La imparcialidad del proceso y la preservación del espíritu democrático exigen que las reglas acordadas en la Convención, cualesquiera que sean, se apliquen a contar del período siguiente a aquel que se rige por la Constitución aún vigente. Sin embargo, la concepción asamblearia y corporativista de democracia que parecen tener muchos constituyentes podrían desviar estos propósitos por rutas más sectarias. Hasta ahora los debates han mostrado que un sector de la CC por un lado estima que los mecanismos representativos falsean la democracia o contribuyen a formar una versión deficitaria de la misma, y que por otro entiende que son determinados grupos (y no únicamente los ciudadanos simpliciter) los que deben quedar amparados o protegidos por la Constitución y demás normas jurídicas. Ambas concepciones vuelven muy difícil el intento de elevarse a la universalidad, impersonalidad e imparcialidad que al fin y al cabo requieren tener las leyes.
Su historia política permite al Presidente electo convocar e incluso cristalizar una gran mayoría nacional dentro de la Convención en torno a un modelo socialdemócrata, lo que en todo caso supone el respeto por una sociedad libre y abierta. Boric hoy goza de dicha autoridad frente a la ciudadanía, pero también, y sobre todo, frente a la centroizquierda, cuya tibieza en la condena de la violencia como método de acción política ha contribuido al debilitamiento de la paz social y del estado de derecho durante los últimos meses.

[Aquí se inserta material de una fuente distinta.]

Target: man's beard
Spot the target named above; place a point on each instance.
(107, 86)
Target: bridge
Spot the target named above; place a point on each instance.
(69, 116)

El mejor escenario, entonces, es que el Presidente electo se decante por la disposición moderada. Es la única que lo puede convertir en estadista y permitir superar el sectarismo, y a la vez sostener varias de las legítimas demandas de reconocimiento de algunos grupos.
La alternativa es que el Presidente electo se deje llevar por el espíritu faccioso. Sería lamentable por varias razones. La primera es que contribuiría a aumentar la polarización que en parte hizo emerger a la derecha conservadora e identitaria de José Antonio Kast como fuerza política relevante. La segunda es que esa decisión podría, de modo más o menos directo, radicalizar el trabajo de la Convención.
Gabriel Boric tiene hoy un poder que pocos han tenido en la historia de Chile: el de elevarse a la estatura moral de un estadista, y encauzar con ello el proceso constituyente y la crisis social. Esperemos por el bien del país que así ocurra.